Getting Started with overturemapsr
Source:vignettes/articles/01-getting-started.Rmd
01-getting-started.Rmd
The Overture Map Data project was launched by the Linux Foundation in 2022. Its goal is to create a geospatial data product that is easy-to-use and interoperable, merging datasets from both open and commercial data contributors. The list of Overture members is extensive and includes many of the industry’s biggest players, like Amazon, Meta, Microsoft, and TomTom. These companies are teaming up with open data projects to create a larger and more consistent geospatial dataset than ever before.
Overturemapsr
The overturemapsr
R package provides access to Overture
Maps open data. With this package, you can access over 2.3 billion
building footprints, 52.6 million points of interest, and other features
made available by Overture Maps.
Installation
install.packages('overturemapsr')
You can install the development version of overturemapsr
from GitHub
install.packages("devtools")
devtools::install_github("denironyx/overturemapsr")
Loading the Package
Start by loading the overturemapsr
package:
library(overturemapsr)
library(arrow)
Available Themes
You can view all available themes using the
get_all_overture_types()
function:
# Get all available overture types
themes <- get_all_overture_types()
print(themes)
This will return:
[1] "locality" "locality_area" "administrative_boundary"
[4] "building" "building_part" "division"
[7] "division_area" "place" "segment"
[10] "connector" "infrastructure" "land"
[13] "land_cover" "land_use" "water"
Accessing Datasets
To access the datasets provided by Overture Maps, use the
arrow::open_dataset()
function along with the
dataset_path
function. Here is how you can access and
explore the building footprints and points of interest datasets without
loading it into memory.
Building Footprints
# Access the building dataset
building_dataset <- open_dataset(dataset_path('building'))
# Get the number of rows in the building dataset
nrow(building_dataset)
[1] 2355192722
Point of Interest
Using the place theme, we can fetch point of interests.
# Access the place dataset
places_dataset <- open_dataset(dataset_path('place'))
# Get the number of rows in the place dataset
nrow(places_dataset)
[1] 52622149
Using Bounding Boxes
To limit the size of the dataset and processing time, you can use
bounding boxes. This is especially useful when dealing with large
datasets. Here is an example of how to use a bounding box with the
record_batch_reader()
function that convert parquet file
into data frame for use:
# Example bounding box
sf_bbox <- c(-122.5, 37.7, -122.3, 37.8)
# Retrieve filtered dataset based on the bounding box
result <- record_batch_reader(overture_type = 'place', bbox = sf_bbox)
Result:
# A tibble: 6 × 15
id geometry bbox$xmin $xmax $ymin $ymax version update_time sources names$primary categories$main confidence websites socials emails phones
dataset : > <chr> <chr> <dbl> <list<c> <list<> <list> <list> <chr> <list<
1 08f2830940592b5e034cef17a0ea78ce (-122.4964 37.70068) -122. -122. 37.7 37.7 0 2024-05-10T00:00:00.000Z [1 × 4] Palo -Mar Stabl… active_life 0.363 [1] [1] [1] NA [1 × 5]
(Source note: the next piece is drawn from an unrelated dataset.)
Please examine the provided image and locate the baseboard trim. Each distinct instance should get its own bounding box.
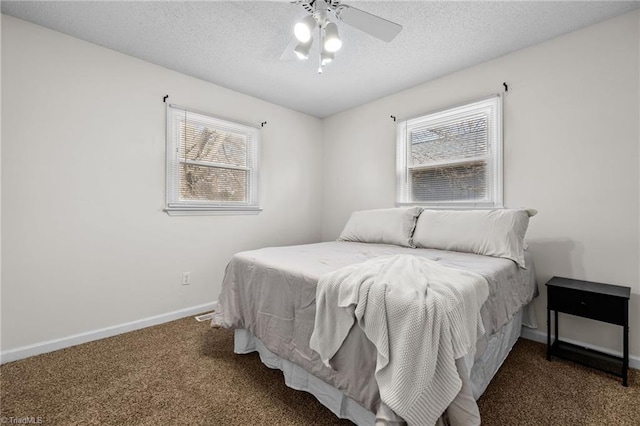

2 08f28309462d847503a8e8da827c2bca (-122.494 37.70005) -122. -122. 37.7 37.7 0 2024-05-10T00:00:00.000Z [6 × 4] Gelardi Tax Ser… tax_services 0.77 [1] [1] NA [1 × 5]
3 08f283094290a29e03cfbf6f434fee90 (-122.4918 37.70196) -122. -122. 37.7 37.7 0 2024-05-10T00:00:00.000Z [1 × 4] CorgiLand pet_services 0.270 [1] NA [1 × 5]
4 08f2830942902400033849542bf6efe8 (-122.4905 37.70099) -122. -122. 37.7 37.7 0 2024-05-10T00:00:00.000Z [1 × 4] Ruff 'n Ready L… pet_services 0.319 [1] [1] [1] NA [1 × 5]
5 08f2830942914d12033d68719b44ca5c (-122.4889 37.70062) -122. -122. 37.7 37.7 0 2024-05-10T00:00:00.000Z [1 × 4] Pleiades professional_s… 0.319 [1] [1] [1] NA [1 × 5]
In Summary:
The overturemapsr
package is a powerful tool for
accessing and working with Overture Maps open data in R. It provides a
straightforward way to download and manipulate large geospatial
datasets. With features like bounding box filtering, you can efficiently
manage and analyze the data relevant to your area of interest.
Additional Resources
- Bounding Box Tool from Klokantech: Use this tool to find and specify bounding boxes of interest for your data queries.